I have an XML file of a play, from which this extract will serve:

<play>
    <speech>
        <spkr name="CAL">CAL.</spkr>Et tu mecastor salve, Lysistrata. Sed quid conturbata es?
        exporge frontem, carissima: non enim te decent contracta supercilia.</speech>
    <speech>
        <spkr name="LYS">LYS.</spkr>Sed, ô Calonice, uritur mihi cor, et valde me piget sexus
        nostri, quoniam viri existimant<endnote orig="transcriber" n="1"/> nos esse nequam.</speech>
    <speech>
        <spkr name="CAL">CAL.</spkr>Quippe tales pol sumus.</speech>
</play>

I'm trying to find an XPath (3.1, run in oXygen) solution to the question:

What character speaks the most frequently in this play? (I.e. to return, for this sample, the attribute value CAL .)

I've tried various ways of combining the functions distinct-values(), count(), and max(), and have worked through the articles here on Stack Overflow about saxon:highest(), but I can't seem to get it to work where the number of which I'm trying to get the max() is a number of counted same values from the distinct-values() of attribute values.

I could find an XQuery answer, where I run a for-loop and order it by the count and then tell it to return only the first one on the list, but surely there must be a reasonably elegant XPath answer. This would also enable me to transfer the answer to XSLT when needed.

Answer 1

Grouping queries are generally easier in XSLT or XQuery rather than in XPath. But in 4.0 you can build a map of speakers / number of speeches with

let $freq = map:build(//spkr, fn{@name}, fn{1}, op('+'))

and then get the highest with

return highest(map:pairs($freq), fn{?value})?key

Not tested. And yes, I know, you wanted an XPath 3.1 solution, presumably without using any Saxon extensions. In 3.1 we can build the histogram with

let $freq := for $n in distinct-values(//spkr/@name)
             return count(//spkr[@name = $n])

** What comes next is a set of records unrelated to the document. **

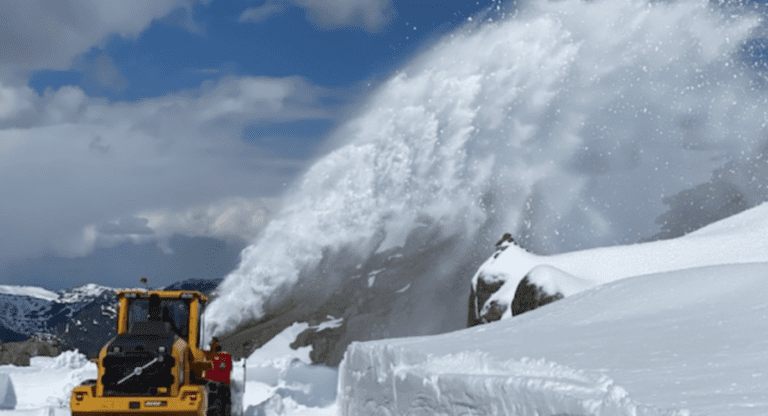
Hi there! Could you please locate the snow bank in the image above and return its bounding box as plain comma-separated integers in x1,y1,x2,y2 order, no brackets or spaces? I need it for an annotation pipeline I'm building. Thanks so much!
338,263,768,416
0,373,16,410
472,203,768,319
0,351,97,415
206,0,768,342
220,321,338,416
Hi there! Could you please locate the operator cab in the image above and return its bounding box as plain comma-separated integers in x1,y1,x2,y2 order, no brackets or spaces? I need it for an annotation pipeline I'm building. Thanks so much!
128,294,189,340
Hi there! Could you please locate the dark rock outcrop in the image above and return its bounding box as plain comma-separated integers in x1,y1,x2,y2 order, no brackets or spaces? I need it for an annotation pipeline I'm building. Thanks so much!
512,276,564,316
219,226,484,366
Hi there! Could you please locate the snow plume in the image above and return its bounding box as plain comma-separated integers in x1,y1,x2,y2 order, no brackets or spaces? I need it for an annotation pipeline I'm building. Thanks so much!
208,0,768,334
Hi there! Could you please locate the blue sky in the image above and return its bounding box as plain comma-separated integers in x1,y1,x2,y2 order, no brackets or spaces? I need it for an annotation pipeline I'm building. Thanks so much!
0,0,496,289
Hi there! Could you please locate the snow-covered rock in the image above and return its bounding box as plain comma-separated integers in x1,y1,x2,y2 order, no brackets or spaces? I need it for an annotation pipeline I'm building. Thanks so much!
0,373,16,410
468,204,768,326
338,264,768,416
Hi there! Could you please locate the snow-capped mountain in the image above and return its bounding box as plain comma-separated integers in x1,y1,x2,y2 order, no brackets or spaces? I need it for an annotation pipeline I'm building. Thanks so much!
0,279,221,356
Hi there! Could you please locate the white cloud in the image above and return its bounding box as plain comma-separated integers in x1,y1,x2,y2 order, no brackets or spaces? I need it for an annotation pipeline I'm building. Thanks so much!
240,3,286,23
0,77,336,257
0,0,210,78
240,0,394,32
70,197,279,255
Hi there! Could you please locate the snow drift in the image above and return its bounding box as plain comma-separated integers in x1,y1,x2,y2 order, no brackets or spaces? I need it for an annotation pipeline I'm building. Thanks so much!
338,264,768,416
470,204,768,323
207,0,768,344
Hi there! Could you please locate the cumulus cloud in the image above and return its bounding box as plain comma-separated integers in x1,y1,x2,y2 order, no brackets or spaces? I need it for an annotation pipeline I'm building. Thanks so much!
80,197,279,252
0,0,210,77
240,0,394,32
0,77,337,257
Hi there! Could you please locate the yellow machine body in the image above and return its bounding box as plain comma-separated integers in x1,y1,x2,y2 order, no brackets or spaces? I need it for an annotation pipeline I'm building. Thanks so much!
70,290,232,416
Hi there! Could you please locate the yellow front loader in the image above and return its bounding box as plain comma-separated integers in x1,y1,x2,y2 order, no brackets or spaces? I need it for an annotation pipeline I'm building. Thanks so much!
70,290,232,416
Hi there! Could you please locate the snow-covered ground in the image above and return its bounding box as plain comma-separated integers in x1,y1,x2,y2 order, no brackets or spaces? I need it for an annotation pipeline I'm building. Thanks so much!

then we can find the highest count with

let $max := max($freq?*)

and then we can find the name having that count with

return map:keys($freq)[map:get(.) = $max]

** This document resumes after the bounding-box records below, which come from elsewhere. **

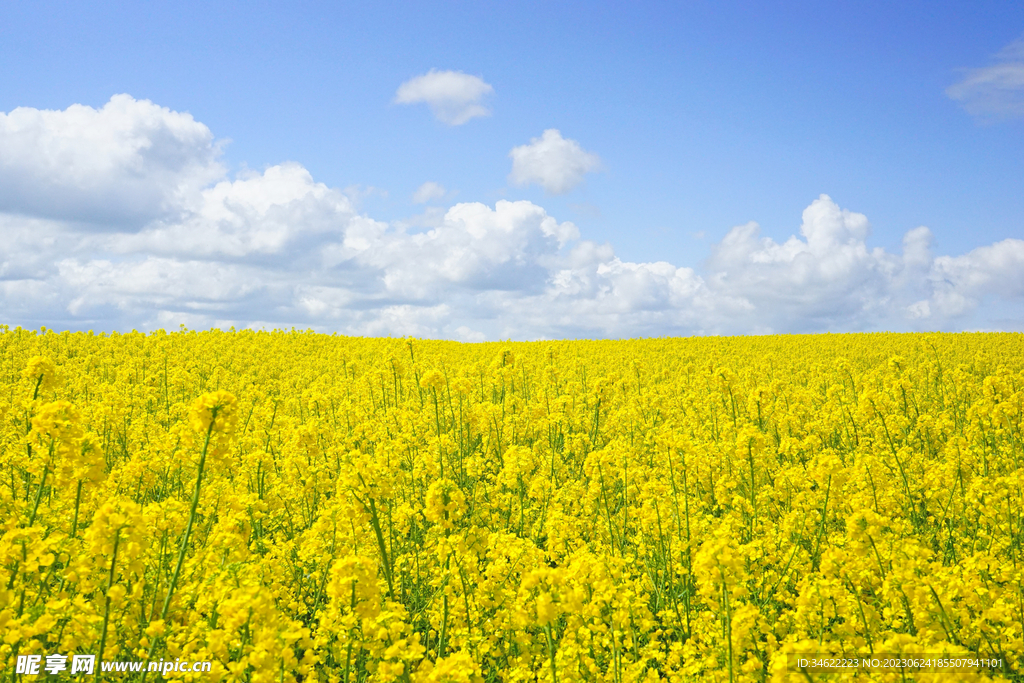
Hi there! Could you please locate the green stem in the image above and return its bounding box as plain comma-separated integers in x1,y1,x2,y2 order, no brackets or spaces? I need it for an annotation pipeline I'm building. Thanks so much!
142,408,217,683
96,528,121,663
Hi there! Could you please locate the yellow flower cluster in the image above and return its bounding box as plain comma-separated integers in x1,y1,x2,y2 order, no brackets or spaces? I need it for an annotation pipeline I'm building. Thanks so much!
0,328,1024,683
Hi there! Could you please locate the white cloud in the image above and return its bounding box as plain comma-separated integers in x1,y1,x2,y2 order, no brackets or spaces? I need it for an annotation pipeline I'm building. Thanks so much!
946,36,1024,119
509,128,601,195
0,98,1024,340
394,69,495,126
413,180,446,204
0,95,224,226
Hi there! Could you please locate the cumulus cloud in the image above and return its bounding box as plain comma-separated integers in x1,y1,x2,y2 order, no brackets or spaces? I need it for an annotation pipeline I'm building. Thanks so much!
946,36,1024,119
509,128,601,195
413,180,446,204
394,69,495,126
0,98,1024,341
0,94,224,226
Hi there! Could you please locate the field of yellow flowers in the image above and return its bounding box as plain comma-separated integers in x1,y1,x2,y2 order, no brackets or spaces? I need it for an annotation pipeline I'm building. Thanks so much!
0,327,1024,683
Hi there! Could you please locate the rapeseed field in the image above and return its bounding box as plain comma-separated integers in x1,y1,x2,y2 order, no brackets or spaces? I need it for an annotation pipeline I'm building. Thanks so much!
0,328,1024,683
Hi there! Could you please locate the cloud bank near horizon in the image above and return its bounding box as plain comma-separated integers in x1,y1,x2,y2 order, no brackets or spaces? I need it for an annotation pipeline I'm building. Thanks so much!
0,95,1024,341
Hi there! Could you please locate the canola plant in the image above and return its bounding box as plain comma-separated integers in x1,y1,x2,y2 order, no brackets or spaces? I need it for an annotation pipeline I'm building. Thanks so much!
0,327,1024,683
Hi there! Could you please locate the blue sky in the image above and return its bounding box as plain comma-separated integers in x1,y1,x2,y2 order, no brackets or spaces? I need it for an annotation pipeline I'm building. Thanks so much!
0,2,1024,339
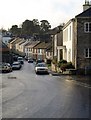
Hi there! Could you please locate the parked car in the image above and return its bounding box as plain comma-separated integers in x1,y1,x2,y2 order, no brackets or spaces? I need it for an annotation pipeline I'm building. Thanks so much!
35,63,49,74
17,57,24,64
12,62,22,70
36,59,44,64
0,63,12,72
28,58,33,63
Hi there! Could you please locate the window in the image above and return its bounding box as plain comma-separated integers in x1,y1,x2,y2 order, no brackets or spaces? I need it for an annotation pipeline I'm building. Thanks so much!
84,22,91,32
85,48,91,58
70,26,71,40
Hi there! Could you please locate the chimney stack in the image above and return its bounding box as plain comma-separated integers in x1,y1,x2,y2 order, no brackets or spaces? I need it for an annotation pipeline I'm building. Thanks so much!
83,0,91,11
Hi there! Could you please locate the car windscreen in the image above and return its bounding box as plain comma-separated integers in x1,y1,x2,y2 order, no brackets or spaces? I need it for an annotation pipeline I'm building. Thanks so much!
36,64,46,67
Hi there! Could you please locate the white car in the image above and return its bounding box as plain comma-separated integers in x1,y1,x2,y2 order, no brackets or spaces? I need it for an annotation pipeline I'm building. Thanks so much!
35,63,49,74
12,62,22,70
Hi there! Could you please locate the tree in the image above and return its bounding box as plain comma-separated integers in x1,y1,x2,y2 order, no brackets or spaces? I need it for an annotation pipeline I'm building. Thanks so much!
40,20,51,32
10,25,21,37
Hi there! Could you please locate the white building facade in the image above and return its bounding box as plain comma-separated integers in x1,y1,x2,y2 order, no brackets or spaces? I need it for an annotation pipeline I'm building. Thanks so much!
63,19,74,63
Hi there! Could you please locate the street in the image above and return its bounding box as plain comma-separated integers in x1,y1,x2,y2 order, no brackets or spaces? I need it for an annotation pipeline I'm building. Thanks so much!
2,61,90,118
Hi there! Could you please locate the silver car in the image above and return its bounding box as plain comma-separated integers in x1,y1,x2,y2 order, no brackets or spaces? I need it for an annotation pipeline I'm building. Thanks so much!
35,63,49,74
12,62,22,70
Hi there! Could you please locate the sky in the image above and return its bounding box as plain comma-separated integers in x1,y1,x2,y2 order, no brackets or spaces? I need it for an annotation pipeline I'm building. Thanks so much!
0,0,85,30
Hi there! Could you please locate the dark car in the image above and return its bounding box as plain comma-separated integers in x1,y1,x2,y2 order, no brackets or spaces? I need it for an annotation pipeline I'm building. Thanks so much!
28,58,33,63
0,63,12,72
36,59,44,64
17,57,24,64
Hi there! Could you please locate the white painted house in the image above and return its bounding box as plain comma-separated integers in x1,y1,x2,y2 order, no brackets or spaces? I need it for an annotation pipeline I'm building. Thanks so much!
63,19,75,63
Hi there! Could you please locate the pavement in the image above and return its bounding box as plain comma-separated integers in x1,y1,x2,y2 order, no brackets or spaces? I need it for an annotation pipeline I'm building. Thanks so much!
50,71,91,88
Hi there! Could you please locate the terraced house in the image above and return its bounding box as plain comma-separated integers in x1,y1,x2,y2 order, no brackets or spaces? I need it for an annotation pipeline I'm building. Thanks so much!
63,2,91,73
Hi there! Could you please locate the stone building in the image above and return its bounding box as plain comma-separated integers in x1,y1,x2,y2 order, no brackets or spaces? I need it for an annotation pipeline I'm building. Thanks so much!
63,1,91,74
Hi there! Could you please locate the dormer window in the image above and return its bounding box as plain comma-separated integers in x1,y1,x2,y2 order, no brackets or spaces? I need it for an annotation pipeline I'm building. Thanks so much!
84,22,91,33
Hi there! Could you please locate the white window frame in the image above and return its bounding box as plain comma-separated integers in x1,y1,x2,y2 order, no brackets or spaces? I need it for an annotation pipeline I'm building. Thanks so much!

Not pretty, but should work. Certainly justifies some of the new 4.0 functionality!

Answer 2

With pure XPath 3.1 (example Saxon 12 HE fiddle)

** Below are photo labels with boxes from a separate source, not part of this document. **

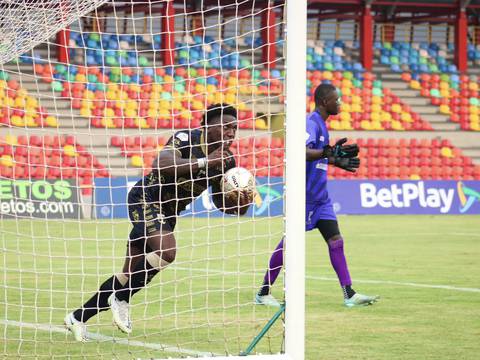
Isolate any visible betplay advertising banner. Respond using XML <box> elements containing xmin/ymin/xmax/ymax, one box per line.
<box><xmin>95</xmin><ymin>178</ymin><xmax>480</xmax><ymax>219</ymax></box>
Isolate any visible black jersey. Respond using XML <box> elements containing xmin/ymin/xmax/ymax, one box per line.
<box><xmin>128</xmin><ymin>129</ymin><xmax>235</xmax><ymax>215</ymax></box>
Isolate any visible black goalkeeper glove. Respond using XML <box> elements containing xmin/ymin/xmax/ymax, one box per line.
<box><xmin>323</xmin><ymin>138</ymin><xmax>359</xmax><ymax>158</ymax></box>
<box><xmin>329</xmin><ymin>157</ymin><xmax>360</xmax><ymax>172</ymax></box>
<box><xmin>333</xmin><ymin>138</ymin><xmax>359</xmax><ymax>158</ymax></box>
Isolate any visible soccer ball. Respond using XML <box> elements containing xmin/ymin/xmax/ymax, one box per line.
<box><xmin>222</xmin><ymin>167</ymin><xmax>255</xmax><ymax>193</ymax></box>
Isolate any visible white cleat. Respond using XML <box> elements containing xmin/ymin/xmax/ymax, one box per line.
<box><xmin>344</xmin><ymin>293</ymin><xmax>380</xmax><ymax>307</ymax></box>
<box><xmin>108</xmin><ymin>294</ymin><xmax>132</xmax><ymax>334</ymax></box>
<box><xmin>255</xmin><ymin>294</ymin><xmax>280</xmax><ymax>307</ymax></box>
<box><xmin>63</xmin><ymin>313</ymin><xmax>88</xmax><ymax>342</ymax></box>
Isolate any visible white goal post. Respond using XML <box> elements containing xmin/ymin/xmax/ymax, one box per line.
<box><xmin>0</xmin><ymin>0</ymin><xmax>307</xmax><ymax>360</ymax></box>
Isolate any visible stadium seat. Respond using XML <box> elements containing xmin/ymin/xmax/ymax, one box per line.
<box><xmin>0</xmin><ymin>70</ymin><xmax>58</xmax><ymax>128</ymax></box>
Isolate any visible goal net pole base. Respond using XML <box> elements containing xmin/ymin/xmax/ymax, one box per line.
<box><xmin>240</xmin><ymin>304</ymin><xmax>285</xmax><ymax>356</ymax></box>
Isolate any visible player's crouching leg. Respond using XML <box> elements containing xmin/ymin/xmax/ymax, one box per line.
<box><xmin>108</xmin><ymin>252</ymin><xmax>171</xmax><ymax>334</ymax></box>
<box><xmin>63</xmin><ymin>312</ymin><xmax>88</xmax><ymax>342</ymax></box>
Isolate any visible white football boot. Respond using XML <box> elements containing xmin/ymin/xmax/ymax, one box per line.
<box><xmin>108</xmin><ymin>294</ymin><xmax>132</xmax><ymax>334</ymax></box>
<box><xmin>63</xmin><ymin>313</ymin><xmax>88</xmax><ymax>342</ymax></box>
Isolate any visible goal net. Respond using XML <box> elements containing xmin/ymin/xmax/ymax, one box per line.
<box><xmin>0</xmin><ymin>0</ymin><xmax>305</xmax><ymax>359</ymax></box>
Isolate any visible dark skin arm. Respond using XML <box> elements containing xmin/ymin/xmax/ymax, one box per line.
<box><xmin>212</xmin><ymin>185</ymin><xmax>253</xmax><ymax>216</ymax></box>
<box><xmin>152</xmin><ymin>147</ymin><xmax>228</xmax><ymax>176</ymax></box>
<box><xmin>305</xmin><ymin>147</ymin><xmax>330</xmax><ymax>163</ymax></box>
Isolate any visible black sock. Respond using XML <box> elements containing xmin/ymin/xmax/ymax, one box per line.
<box><xmin>258</xmin><ymin>284</ymin><xmax>270</xmax><ymax>296</ymax></box>
<box><xmin>115</xmin><ymin>259</ymin><xmax>159</xmax><ymax>302</ymax></box>
<box><xmin>342</xmin><ymin>285</ymin><xmax>356</xmax><ymax>299</ymax></box>
<box><xmin>73</xmin><ymin>275</ymin><xmax>123</xmax><ymax>322</ymax></box>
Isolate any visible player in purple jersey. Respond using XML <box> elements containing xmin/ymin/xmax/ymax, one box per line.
<box><xmin>255</xmin><ymin>84</ymin><xmax>378</xmax><ymax>307</ymax></box>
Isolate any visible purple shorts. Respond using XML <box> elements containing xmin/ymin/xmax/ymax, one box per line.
<box><xmin>305</xmin><ymin>201</ymin><xmax>337</xmax><ymax>231</ymax></box>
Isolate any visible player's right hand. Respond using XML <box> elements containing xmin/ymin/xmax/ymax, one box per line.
<box><xmin>207</xmin><ymin>147</ymin><xmax>232</xmax><ymax>167</ymax></box>
<box><xmin>333</xmin><ymin>157</ymin><xmax>360</xmax><ymax>172</ymax></box>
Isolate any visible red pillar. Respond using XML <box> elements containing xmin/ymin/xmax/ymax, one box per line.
<box><xmin>262</xmin><ymin>3</ymin><xmax>277</xmax><ymax>69</ymax></box>
<box><xmin>57</xmin><ymin>28</ymin><xmax>70</xmax><ymax>63</ymax></box>
<box><xmin>382</xmin><ymin>24</ymin><xmax>395</xmax><ymax>43</ymax></box>
<box><xmin>455</xmin><ymin>9</ymin><xmax>468</xmax><ymax>72</ymax></box>
<box><xmin>360</xmin><ymin>5</ymin><xmax>373</xmax><ymax>70</ymax></box>
<box><xmin>162</xmin><ymin>1</ymin><xmax>175</xmax><ymax>65</ymax></box>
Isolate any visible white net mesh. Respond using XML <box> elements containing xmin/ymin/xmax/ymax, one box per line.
<box><xmin>0</xmin><ymin>0</ymin><xmax>285</xmax><ymax>358</ymax></box>
<box><xmin>0</xmin><ymin>0</ymin><xmax>107</xmax><ymax>64</ymax></box>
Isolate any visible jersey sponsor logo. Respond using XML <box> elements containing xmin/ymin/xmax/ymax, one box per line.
<box><xmin>315</xmin><ymin>162</ymin><xmax>328</xmax><ymax>171</ymax></box>
<box><xmin>175</xmin><ymin>132</ymin><xmax>188</xmax><ymax>141</ymax></box>
<box><xmin>360</xmin><ymin>181</ymin><xmax>455</xmax><ymax>214</ymax></box>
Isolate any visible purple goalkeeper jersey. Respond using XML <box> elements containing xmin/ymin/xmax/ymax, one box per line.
<box><xmin>306</xmin><ymin>111</ymin><xmax>331</xmax><ymax>208</ymax></box>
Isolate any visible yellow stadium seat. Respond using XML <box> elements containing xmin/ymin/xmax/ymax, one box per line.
<box><xmin>330</xmin><ymin>120</ymin><xmax>341</xmax><ymax>130</ymax></box>
<box><xmin>45</xmin><ymin>115</ymin><xmax>58</xmax><ymax>127</ymax></box>
<box><xmin>135</xmin><ymin>117</ymin><xmax>150</xmax><ymax>129</ymax></box>
<box><xmin>392</xmin><ymin>104</ymin><xmax>402</xmax><ymax>113</ymax></box>
<box><xmin>440</xmin><ymin>146</ymin><xmax>453</xmax><ymax>158</ymax></box>
<box><xmin>101</xmin><ymin>118</ymin><xmax>116</xmax><ymax>129</ymax></box>
<box><xmin>410</xmin><ymin>80</ymin><xmax>422</xmax><ymax>90</ymax></box>
<box><xmin>440</xmin><ymin>105</ymin><xmax>450</xmax><ymax>115</ymax></box>
<box><xmin>80</xmin><ymin>107</ymin><xmax>92</xmax><ymax>117</ymax></box>
<box><xmin>10</xmin><ymin>115</ymin><xmax>25</xmax><ymax>127</ymax></box>
<box><xmin>0</xmin><ymin>155</ymin><xmax>14</xmax><ymax>167</ymax></box>
<box><xmin>131</xmin><ymin>155</ymin><xmax>143</xmax><ymax>167</ymax></box>
<box><xmin>63</xmin><ymin>145</ymin><xmax>78</xmax><ymax>157</ymax></box>
<box><xmin>5</xmin><ymin>135</ymin><xmax>18</xmax><ymax>146</ymax></box>
<box><xmin>392</xmin><ymin>120</ymin><xmax>405</xmax><ymax>131</ymax></box>
<box><xmin>360</xmin><ymin>120</ymin><xmax>372</xmax><ymax>130</ymax></box>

map:merge(//spkr ! map:entry(string(@name), .), map { 'duplicates' : 'combine'}) => map:for-each(function($k, $v) { map:entry($k, -count($v)) }) => sort((), function($e) { $e?* }) => head() => map:keys()

With XPath 4 (available with Saxon 12 EE or PE in oXygen but not sure how to force XPath version 4 in the settings, also BaseX fiddle):

map:merge(//spkr ! map:entry(string(@name), .), map { 'duplicates' : 'combine'}) => map:for-each(function($k, $v) { map:entry($k, count($v)) }) => highest((), function($e) { $e?* } ) => map:keys()